Contracts¶
A contract ties schemas to a function's signature. The type
annotations declare what goes in and what comes out, @tacit.contract enforces
it at runtime, and type checkers verify it statically.
Without @contract¶
You can write schema-safe functions without the decorator — call cast() on
inputs and outputs yourself:
def engineer_features(df: tacit.DataFrame[Iris]) -> tacit.DataFrame[IrisFeatures]:
result = df.mutate(
sepal_ratio=df.sepal_length / df.sepal_width,
petal_ratio=df.petal_length / df.petal_width,
petal_area=df.petal_length * df.petal_width,
)
return IrisFeatures.cast(result)
This works. The cast() call at the end verifies the output structure and
returns a DataFrame[IrisFeatures]. But every function needs the same
boilerplate: call cast() on the result, possibly on inputs too. For a
pipeline with many stages, that's a lot of noise.
With @contract¶
The decorator reads the type annotations and calls cast() on inputs and
outputs automatically:
@tacit.contract
def engineer_features(df: tacit.DataFrame[Iris]) -> tacit.DataFrame[IrisFeatures]:
return df.mutate(
sepal_ratio=df.sepal_length / df.sepal_width,
petal_ratio=df.petal_length / df.petal_width,
petal_area=df.petal_length * df.petal_width,
)
Same safety, less noise. The decorator inspects the annotations, finds every
parameter and return type that's a DataFrame[S], and wraps them with the
appropriate schema check.
Non-DataFrame parameters (strings, ints, config objects) pass through unchanged.
Why no unwrap or cast on the input?
You might expect to need something like df.unwrap() or Iris.cast(df)
inside the function body to get a regular ibis Table to work with.
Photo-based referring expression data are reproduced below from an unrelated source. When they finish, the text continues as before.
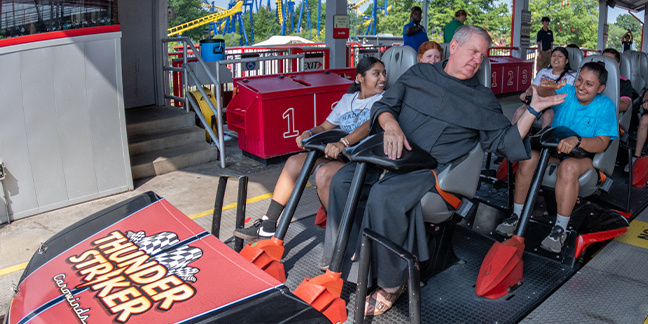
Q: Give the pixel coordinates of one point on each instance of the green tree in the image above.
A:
(185, 11)
(625, 22)
(572, 21)
(493, 15)
(614, 37)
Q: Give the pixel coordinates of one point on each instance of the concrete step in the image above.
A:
(157, 119)
(144, 143)
(171, 159)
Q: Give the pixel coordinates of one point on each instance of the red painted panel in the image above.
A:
(59, 34)
(175, 280)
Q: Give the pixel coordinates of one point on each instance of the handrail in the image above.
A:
(217, 111)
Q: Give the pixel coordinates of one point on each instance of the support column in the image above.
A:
(337, 46)
(600, 40)
(519, 6)
(425, 18)
(644, 45)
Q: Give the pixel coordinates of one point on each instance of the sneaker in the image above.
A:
(324, 263)
(627, 167)
(555, 240)
(508, 226)
(254, 232)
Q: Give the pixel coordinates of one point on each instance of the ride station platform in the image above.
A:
(614, 273)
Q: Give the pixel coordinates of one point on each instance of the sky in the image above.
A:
(612, 12)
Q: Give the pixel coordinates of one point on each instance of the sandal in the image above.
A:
(382, 307)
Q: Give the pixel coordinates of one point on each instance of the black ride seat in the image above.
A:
(590, 181)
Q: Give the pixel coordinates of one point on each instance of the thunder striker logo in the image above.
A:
(132, 273)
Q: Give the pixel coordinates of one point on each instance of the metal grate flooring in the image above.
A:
(611, 288)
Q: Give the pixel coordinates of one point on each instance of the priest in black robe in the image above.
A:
(445, 110)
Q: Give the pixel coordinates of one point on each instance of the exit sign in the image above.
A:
(341, 25)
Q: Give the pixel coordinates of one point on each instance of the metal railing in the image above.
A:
(217, 111)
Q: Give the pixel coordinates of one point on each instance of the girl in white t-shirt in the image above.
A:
(351, 114)
(559, 71)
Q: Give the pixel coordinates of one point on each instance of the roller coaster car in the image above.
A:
(267, 254)
(143, 261)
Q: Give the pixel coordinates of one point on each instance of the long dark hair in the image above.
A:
(567, 66)
(363, 66)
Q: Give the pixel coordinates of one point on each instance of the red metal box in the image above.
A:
(269, 112)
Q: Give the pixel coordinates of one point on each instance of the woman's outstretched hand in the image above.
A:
(303, 136)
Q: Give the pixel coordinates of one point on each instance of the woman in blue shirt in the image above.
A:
(592, 116)
(351, 114)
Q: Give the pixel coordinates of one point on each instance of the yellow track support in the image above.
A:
(280, 11)
(177, 30)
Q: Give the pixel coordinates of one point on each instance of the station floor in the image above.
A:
(193, 190)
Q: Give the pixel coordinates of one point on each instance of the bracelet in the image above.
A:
(534, 112)
(579, 140)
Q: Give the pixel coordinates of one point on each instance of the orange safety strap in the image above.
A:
(448, 197)
(602, 176)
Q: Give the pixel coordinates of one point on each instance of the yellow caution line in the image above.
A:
(233, 205)
(22, 266)
(11, 269)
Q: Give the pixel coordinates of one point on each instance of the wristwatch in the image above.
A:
(579, 140)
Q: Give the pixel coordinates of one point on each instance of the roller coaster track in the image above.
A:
(208, 6)
(177, 30)
(279, 11)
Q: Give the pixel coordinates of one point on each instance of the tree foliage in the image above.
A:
(620, 27)
(494, 16)
(572, 21)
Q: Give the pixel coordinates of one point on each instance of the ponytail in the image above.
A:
(363, 66)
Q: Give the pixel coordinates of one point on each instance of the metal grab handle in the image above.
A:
(413, 280)
(240, 207)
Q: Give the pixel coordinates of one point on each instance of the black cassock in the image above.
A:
(443, 115)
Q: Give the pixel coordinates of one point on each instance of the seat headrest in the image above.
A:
(633, 67)
(446, 50)
(397, 60)
(575, 57)
(612, 88)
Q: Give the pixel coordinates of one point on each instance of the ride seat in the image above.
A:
(605, 161)
(446, 50)
(397, 60)
(575, 56)
(634, 66)
(460, 177)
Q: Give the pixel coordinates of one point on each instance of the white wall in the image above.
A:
(62, 125)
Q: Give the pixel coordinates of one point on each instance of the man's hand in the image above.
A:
(566, 145)
(553, 85)
(394, 140)
(542, 103)
(332, 150)
(303, 136)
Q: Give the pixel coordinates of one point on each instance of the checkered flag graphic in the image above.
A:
(176, 261)
(154, 243)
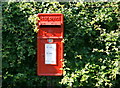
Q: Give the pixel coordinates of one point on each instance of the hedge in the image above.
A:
(91, 44)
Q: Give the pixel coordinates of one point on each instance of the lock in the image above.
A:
(50, 45)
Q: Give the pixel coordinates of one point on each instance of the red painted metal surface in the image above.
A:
(50, 27)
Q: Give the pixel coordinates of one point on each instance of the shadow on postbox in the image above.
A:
(50, 45)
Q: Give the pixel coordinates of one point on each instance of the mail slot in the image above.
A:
(50, 45)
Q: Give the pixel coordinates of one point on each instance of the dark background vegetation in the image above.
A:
(91, 44)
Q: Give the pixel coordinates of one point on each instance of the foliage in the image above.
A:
(91, 44)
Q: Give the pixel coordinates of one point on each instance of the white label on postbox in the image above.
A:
(50, 53)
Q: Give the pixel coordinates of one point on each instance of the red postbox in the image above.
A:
(49, 44)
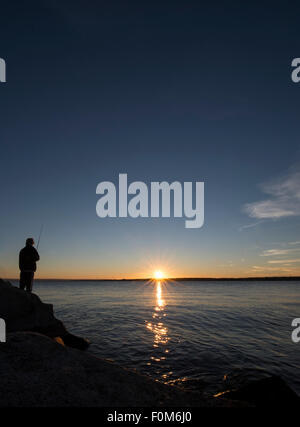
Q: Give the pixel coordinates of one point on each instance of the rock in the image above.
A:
(24, 311)
(267, 392)
(37, 371)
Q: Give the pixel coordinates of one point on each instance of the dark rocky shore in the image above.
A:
(42, 364)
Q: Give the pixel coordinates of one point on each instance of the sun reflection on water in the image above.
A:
(159, 329)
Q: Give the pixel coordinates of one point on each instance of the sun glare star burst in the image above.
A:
(158, 275)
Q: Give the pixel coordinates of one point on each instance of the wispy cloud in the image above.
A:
(276, 252)
(283, 198)
(283, 261)
(259, 268)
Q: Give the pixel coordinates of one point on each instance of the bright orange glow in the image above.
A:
(159, 275)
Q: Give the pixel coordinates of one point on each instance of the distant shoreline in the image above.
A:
(185, 279)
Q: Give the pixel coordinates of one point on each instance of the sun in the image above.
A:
(158, 275)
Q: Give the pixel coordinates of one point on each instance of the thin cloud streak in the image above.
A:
(283, 201)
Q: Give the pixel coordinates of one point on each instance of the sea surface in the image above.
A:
(209, 336)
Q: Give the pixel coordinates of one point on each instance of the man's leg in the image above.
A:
(29, 281)
(22, 280)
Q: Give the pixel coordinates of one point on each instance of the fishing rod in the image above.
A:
(42, 226)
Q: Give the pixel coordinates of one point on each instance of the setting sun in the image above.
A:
(158, 275)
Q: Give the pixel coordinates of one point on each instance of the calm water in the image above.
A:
(206, 335)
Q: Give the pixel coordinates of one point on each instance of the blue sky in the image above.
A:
(160, 91)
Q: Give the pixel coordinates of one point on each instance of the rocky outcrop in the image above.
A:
(37, 371)
(267, 392)
(23, 311)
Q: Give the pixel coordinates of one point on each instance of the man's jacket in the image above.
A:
(27, 258)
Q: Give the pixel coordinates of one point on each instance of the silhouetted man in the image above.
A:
(27, 264)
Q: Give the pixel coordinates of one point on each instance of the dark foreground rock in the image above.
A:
(267, 392)
(37, 371)
(23, 311)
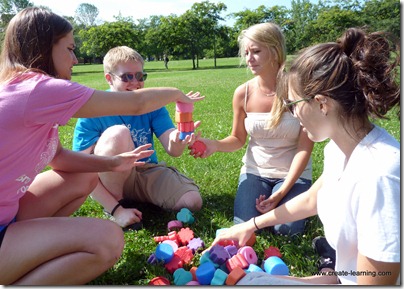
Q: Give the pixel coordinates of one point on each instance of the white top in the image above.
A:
(270, 152)
(359, 205)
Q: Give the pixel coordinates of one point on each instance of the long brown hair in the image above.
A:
(28, 42)
(358, 71)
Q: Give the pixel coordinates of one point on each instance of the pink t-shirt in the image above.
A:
(30, 113)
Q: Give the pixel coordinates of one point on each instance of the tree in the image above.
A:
(331, 23)
(209, 16)
(86, 14)
(383, 15)
(97, 40)
(8, 8)
(302, 14)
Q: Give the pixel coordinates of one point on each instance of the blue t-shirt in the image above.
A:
(142, 127)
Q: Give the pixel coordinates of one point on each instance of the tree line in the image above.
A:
(199, 32)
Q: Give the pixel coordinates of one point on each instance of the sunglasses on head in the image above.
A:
(128, 76)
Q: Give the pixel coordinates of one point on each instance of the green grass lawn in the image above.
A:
(216, 176)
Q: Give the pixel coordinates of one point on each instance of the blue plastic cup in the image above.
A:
(275, 266)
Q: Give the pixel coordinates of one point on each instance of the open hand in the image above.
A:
(128, 160)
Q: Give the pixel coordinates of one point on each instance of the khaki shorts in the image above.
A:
(158, 184)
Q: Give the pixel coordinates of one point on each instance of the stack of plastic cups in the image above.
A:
(183, 118)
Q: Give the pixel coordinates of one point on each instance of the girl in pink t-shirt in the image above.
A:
(39, 243)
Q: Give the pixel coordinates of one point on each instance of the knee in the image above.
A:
(115, 139)
(191, 200)
(88, 182)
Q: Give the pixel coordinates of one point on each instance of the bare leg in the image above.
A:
(59, 251)
(191, 200)
(54, 193)
(113, 141)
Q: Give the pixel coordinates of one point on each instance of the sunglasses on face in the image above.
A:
(128, 76)
(291, 105)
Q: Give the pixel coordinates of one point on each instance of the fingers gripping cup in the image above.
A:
(275, 266)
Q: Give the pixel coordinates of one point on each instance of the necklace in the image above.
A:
(266, 94)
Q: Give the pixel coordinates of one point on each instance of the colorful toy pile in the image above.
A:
(223, 264)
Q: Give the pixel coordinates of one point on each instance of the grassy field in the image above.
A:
(217, 176)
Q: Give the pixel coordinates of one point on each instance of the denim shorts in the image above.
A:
(3, 229)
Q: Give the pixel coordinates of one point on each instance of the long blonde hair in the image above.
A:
(270, 35)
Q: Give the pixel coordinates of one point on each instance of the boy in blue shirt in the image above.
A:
(152, 182)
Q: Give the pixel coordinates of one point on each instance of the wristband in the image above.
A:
(116, 207)
(255, 224)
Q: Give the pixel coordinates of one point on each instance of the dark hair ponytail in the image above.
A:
(374, 68)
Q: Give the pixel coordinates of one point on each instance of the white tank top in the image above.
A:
(270, 151)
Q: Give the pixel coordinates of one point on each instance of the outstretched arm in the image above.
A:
(136, 102)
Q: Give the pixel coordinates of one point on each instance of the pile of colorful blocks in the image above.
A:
(223, 264)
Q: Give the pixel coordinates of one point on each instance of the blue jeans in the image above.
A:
(250, 187)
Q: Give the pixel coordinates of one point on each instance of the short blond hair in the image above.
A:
(120, 54)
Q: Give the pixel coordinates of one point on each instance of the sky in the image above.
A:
(146, 8)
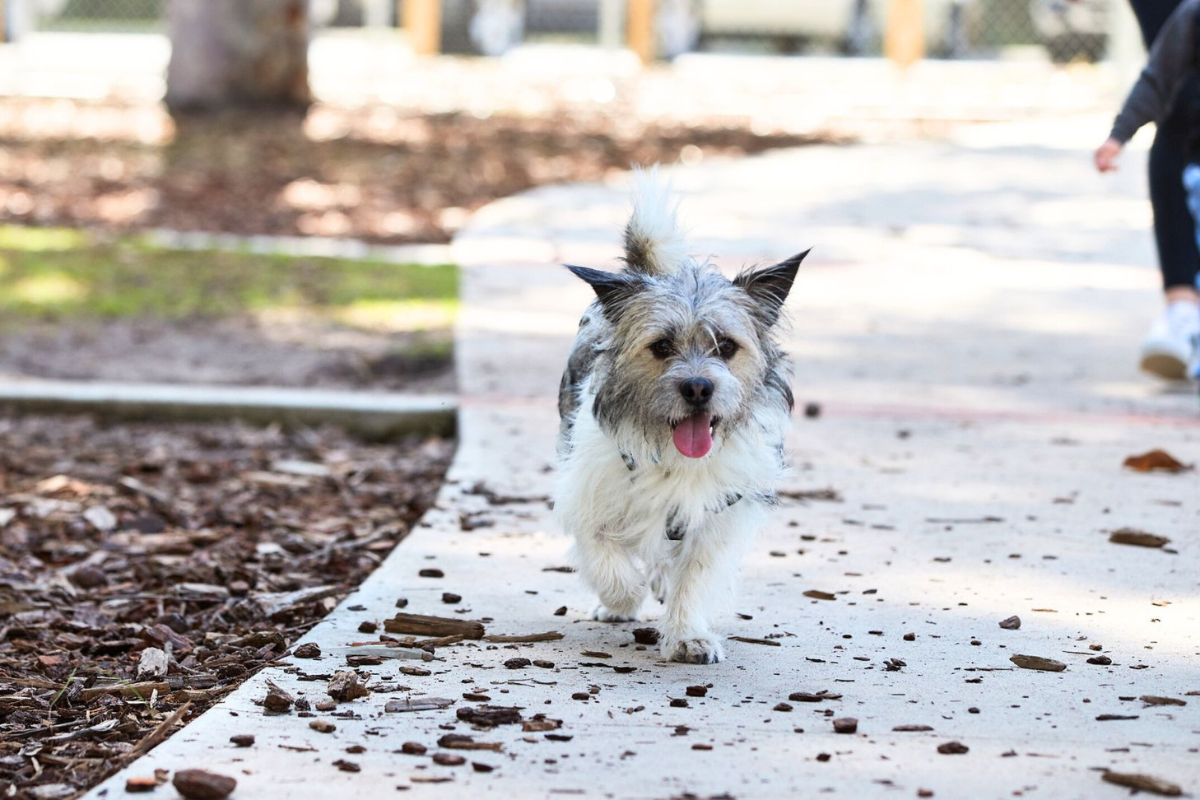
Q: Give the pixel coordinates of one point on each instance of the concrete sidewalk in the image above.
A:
(967, 325)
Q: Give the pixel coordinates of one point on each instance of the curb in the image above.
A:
(370, 415)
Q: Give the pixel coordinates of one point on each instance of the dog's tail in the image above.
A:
(653, 241)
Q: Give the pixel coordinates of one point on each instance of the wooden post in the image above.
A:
(904, 42)
(423, 23)
(640, 29)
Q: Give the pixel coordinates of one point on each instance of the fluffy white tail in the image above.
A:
(653, 241)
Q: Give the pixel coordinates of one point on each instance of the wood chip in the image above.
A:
(808, 697)
(747, 639)
(845, 725)
(1037, 662)
(418, 704)
(201, 785)
(1144, 783)
(646, 636)
(346, 687)
(425, 625)
(490, 716)
(525, 638)
(139, 785)
(1138, 537)
(460, 741)
(1156, 461)
(307, 650)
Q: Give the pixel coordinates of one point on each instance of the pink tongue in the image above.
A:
(691, 435)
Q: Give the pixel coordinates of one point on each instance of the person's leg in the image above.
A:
(1151, 14)
(1169, 349)
(1174, 224)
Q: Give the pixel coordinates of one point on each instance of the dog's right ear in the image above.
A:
(612, 288)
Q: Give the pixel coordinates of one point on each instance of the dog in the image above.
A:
(673, 408)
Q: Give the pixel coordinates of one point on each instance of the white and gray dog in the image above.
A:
(673, 405)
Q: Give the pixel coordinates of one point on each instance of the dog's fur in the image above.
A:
(646, 517)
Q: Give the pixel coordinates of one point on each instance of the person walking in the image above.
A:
(1170, 349)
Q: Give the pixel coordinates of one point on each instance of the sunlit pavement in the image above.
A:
(967, 328)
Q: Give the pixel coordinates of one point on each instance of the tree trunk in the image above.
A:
(238, 53)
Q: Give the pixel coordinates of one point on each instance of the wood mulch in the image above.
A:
(149, 567)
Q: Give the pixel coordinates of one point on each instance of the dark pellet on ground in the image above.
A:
(646, 636)
(845, 725)
(307, 650)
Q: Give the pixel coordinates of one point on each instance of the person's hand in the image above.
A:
(1107, 156)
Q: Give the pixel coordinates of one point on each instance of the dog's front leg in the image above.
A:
(699, 575)
(611, 570)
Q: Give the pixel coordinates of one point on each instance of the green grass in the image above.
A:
(58, 275)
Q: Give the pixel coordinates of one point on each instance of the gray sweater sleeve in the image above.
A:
(1170, 59)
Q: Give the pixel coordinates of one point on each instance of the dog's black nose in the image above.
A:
(696, 390)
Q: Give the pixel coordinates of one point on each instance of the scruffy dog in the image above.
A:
(673, 407)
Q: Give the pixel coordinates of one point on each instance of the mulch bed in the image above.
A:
(378, 174)
(202, 548)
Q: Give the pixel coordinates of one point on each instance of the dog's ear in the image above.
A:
(612, 288)
(768, 288)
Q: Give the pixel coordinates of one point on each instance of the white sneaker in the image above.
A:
(1169, 350)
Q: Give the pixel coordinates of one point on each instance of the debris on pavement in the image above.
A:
(1156, 461)
(1037, 662)
(201, 785)
(1139, 782)
(1138, 537)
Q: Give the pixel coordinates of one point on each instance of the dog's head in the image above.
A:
(688, 353)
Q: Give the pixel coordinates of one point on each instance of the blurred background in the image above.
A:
(138, 134)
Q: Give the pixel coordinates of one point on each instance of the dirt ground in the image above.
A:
(241, 350)
(147, 570)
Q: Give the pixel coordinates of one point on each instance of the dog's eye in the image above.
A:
(663, 348)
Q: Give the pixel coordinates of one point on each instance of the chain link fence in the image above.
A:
(99, 16)
(1065, 30)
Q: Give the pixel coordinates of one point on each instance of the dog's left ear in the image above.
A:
(768, 288)
(612, 288)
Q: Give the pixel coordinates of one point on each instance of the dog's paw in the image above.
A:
(702, 649)
(605, 614)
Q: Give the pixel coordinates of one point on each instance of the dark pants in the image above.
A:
(1174, 226)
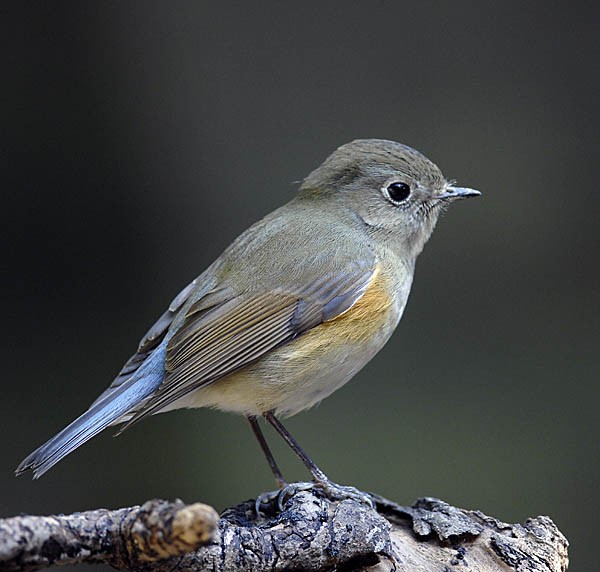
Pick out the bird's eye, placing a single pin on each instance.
(397, 192)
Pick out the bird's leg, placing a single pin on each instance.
(318, 474)
(281, 482)
(331, 489)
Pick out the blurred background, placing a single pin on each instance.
(140, 138)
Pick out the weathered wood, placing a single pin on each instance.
(310, 533)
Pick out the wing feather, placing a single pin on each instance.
(227, 332)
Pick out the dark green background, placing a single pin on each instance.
(140, 139)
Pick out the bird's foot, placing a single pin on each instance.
(326, 488)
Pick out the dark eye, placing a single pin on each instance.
(397, 192)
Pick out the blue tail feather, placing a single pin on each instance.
(102, 414)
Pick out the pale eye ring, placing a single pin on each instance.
(397, 192)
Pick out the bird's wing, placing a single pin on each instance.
(149, 342)
(223, 332)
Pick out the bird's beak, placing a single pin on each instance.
(458, 193)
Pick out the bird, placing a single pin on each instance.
(290, 311)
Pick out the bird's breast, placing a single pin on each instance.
(304, 371)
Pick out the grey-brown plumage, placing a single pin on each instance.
(295, 307)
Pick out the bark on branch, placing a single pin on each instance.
(310, 533)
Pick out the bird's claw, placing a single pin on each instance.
(327, 488)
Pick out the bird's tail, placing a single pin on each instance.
(102, 414)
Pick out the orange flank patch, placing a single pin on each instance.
(360, 322)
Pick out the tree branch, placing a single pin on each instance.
(310, 533)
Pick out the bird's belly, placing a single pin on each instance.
(304, 371)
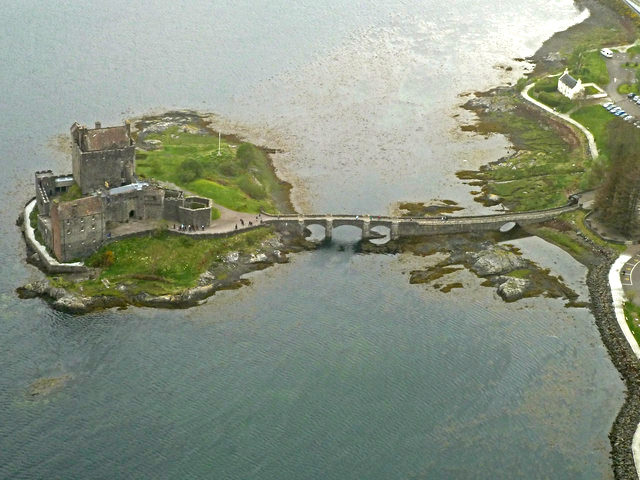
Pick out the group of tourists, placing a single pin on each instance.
(187, 228)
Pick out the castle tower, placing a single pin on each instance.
(102, 157)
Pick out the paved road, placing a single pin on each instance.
(618, 75)
(593, 149)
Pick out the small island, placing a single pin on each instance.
(162, 212)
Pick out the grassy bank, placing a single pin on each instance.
(160, 263)
(632, 315)
(596, 119)
(549, 162)
(240, 178)
(545, 90)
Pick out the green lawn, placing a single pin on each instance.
(244, 183)
(545, 169)
(625, 88)
(632, 51)
(592, 68)
(596, 119)
(632, 315)
(545, 90)
(162, 263)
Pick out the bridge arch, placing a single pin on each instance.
(316, 232)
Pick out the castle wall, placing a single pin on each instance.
(92, 169)
(77, 228)
(170, 208)
(196, 212)
(143, 204)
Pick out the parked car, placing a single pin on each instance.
(605, 52)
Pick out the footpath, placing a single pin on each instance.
(620, 274)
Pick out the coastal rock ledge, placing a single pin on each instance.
(65, 301)
(513, 289)
(496, 261)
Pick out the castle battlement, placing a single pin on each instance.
(103, 161)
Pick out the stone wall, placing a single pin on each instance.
(170, 208)
(196, 212)
(77, 228)
(92, 169)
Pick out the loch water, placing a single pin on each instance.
(331, 366)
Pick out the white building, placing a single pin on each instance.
(569, 86)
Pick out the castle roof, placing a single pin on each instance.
(108, 138)
(80, 207)
(568, 80)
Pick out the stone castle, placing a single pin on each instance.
(103, 161)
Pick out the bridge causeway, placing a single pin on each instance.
(412, 226)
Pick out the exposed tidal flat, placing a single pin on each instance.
(333, 366)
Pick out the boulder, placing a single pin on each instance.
(258, 258)
(71, 304)
(496, 261)
(513, 289)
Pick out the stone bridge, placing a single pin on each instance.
(412, 226)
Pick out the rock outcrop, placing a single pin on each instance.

You
don't — DataFrame[S] is an ibis Table (it's a subclass), so you can
call .mutate(), .filter(), .group_by(), or any ibis API directly on
it. The result is a plain ir.Table that you can continue working with
normally. See DataFrames for more on this.
validate=True¶
By default, @contract uses cast() — structural checks only. If you want
full validation (type coercion + constraint checking via parse()), pass
validate=True:
@tacit.contract(validate=True)
def ingest_iris(raw: tacit.DataFrame[RawIris]) -> tacit.DataFrame[Iris]:
return raw.mutate(...)
This is useful at pipeline entry points where the data hasn't been validated
yet, or at boundaries where you want to re-validate after a complex
transformation. It has a performance cost — parse() executes queries against
the engine — so use it where correctness matters more than speed.
returns=¶
There's a friction point when using @contract with type checkers. The
function body returns an ir.Table (the natural result of ibis operations like
.mutate()), but the annotation says -> DataFrame[IrisFeatures]. The type
checker sees a mismatch — it checks the body against its own return annotation,
independently of any decorator. This forces you to add cast() inside the body
anyway, defeating the purpose.
returns= solves this by moving the output schema to the decorator:
@tacit.contract(returns=IrisFeatures)
def engineer_features(df: tacit.DataFrame[Iris]) -> ir.Table:
return df.mutate(
sepal_ratio=df.sepal_length / df.sepal_width,
petal_ratio=df.petal_length / df.petal_width,
petal_area=df.petal_length * df.petal_width,
)
The function body annotates -> ir.Table, which is what ibis operations
actually return — no type error. The decorator handles cast() on the result.
Call sites still see DataFrame[IrisFeatures] as the return type, so
downstream code is fully typed.
When to use it: returns= is the recommended approach when you want
@contract to own the full input/output checking without any manual cast()
in the body. It's especially useful when the function does several ibis
operations and you don't want to cast intermediate results.
The alternative is the plain @tacit.contract form with
-> DataFrame[IrisFeatures] in the annotation and an explicit cast() at the
end of the body. Both approaches are equivalent at runtime — choose based on
whether you prefer the schema in the decorator or in the annotation.
What the decorator does not do¶
@contract checks inputs and outputs. It does not validate what happens
inside the function body — the transformation logic between the input schema
and the output schema is yours. If you add wrong columns, compute wrong values,
or introduce nulls, the decorator won't catch it unless those violations also
break the output schema's structural checks (or constraint checks, with
validate=True).
The contract is a boundary check, not a line-by-line audit.
Error handling¶
Contract failures use the same exception family as cast() and parse(), but
with contract-specific boundary context attached:
from tacit.errors import ValidationError, ValidationPhase
try:
result = transform(df)
except ValidationError as exc:
if exc.phase is ValidationPhase.CONTRACT_INPUT:
...
elif exc.phase is ValidationPhase.CONTRACT_OUTPUT:
...
The concrete subclasses are:
StructuralErrorCoercionErrorConstraintErrorCheckExecutionError
Import them from tacit.errors.